Ingediend | 12 november 2013 |
---|---|
Beantwoord | 10 januari 2014 (na 59 dagen) |
Indiener | Stientje van Veldhoven (D66) |
Beantwoord door | Sharon Dijksma (staatssecretaris economische zaken) (PvdA) |
Onderwerpen | natuur- en landschapsbeheer natuur en milieu |
Bron vraag | https://zoek.officielebekendmakingen.nl/kv-tk-2013Z21878.html |
Bron antwoord | https://zoek.officielebekendmakingen.nl/ah-tk-20132014-907.html |
Volgens actuele gegevens van het Netwerk Ecologische Monitoring is er de laatste tien jaar sprake van een «matige toename» van de kerkuil en is de populatietrend van de steenuil «stabiel». De status op de meest recente officiële Rode Lijst Vogels (Staatscourant 2004, nr. 218) is voor beide soorten «kwetsbaar».

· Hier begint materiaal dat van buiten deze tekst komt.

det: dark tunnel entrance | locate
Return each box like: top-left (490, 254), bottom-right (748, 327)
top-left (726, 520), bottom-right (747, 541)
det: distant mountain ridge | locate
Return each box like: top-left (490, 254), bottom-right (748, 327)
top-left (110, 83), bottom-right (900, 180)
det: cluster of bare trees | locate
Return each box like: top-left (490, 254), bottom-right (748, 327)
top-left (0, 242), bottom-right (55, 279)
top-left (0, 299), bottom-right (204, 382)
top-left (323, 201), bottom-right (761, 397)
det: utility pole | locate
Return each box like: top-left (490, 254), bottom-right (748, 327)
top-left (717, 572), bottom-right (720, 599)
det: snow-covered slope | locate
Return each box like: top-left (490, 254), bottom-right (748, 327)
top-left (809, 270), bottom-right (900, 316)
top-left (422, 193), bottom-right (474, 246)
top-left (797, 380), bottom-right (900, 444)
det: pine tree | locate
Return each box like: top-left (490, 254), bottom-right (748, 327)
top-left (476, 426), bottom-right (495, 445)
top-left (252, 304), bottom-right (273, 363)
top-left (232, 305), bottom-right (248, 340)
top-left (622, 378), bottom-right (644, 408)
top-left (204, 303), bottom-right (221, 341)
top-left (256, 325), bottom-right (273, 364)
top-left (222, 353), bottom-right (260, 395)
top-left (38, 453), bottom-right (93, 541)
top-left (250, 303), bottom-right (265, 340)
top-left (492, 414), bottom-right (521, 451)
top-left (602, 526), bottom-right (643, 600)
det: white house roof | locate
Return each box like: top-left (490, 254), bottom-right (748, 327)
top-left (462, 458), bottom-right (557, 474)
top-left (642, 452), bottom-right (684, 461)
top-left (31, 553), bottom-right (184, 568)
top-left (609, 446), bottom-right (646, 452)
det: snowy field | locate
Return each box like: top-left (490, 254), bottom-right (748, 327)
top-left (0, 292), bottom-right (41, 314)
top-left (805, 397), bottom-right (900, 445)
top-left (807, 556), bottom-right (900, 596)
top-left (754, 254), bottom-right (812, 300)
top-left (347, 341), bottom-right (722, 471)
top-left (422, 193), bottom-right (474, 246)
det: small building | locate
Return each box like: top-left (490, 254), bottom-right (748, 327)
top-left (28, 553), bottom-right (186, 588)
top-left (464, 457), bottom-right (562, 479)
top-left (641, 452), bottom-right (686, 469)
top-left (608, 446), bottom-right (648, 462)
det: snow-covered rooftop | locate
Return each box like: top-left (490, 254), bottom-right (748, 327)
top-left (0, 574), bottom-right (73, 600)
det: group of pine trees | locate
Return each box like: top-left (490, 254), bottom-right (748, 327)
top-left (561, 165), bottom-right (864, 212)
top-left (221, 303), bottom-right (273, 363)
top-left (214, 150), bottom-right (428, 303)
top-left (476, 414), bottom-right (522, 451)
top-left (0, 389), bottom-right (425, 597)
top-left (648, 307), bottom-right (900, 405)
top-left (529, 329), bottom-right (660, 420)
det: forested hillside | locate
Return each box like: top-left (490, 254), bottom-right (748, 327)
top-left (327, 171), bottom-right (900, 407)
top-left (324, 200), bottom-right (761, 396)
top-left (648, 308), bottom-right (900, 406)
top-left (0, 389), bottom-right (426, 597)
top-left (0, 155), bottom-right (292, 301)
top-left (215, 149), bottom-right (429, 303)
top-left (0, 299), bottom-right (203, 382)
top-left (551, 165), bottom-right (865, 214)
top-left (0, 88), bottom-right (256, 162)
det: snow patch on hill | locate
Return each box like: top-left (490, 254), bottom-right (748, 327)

Ja. Uit deze uitspraak volgt dat de aanvraag getoetst dient te worden aan de in artikel 75 van de Flora- en faunawet gestelde eisen.
Ik ben van mening dat met het aangepaste besluit van Dienst Regelingen op correcte wijze uitvoering is gegeven aan de opdracht van de Afdeling Bestuursrechtspraak van de Raad van State om te beoordelen of de aanvraag voor ontheffing van de gemeente Purmerend voor wat betreft de steenuil en de kerkuil kon worden ingewilligd. Daarbij is getoetst aan de in artikel 75 van de Flora- en faunawet gestelde eisen. Zie ook mijn antwoord op vraag 4 en vraag 7 met betrekking tot de inhoudelijke afweging.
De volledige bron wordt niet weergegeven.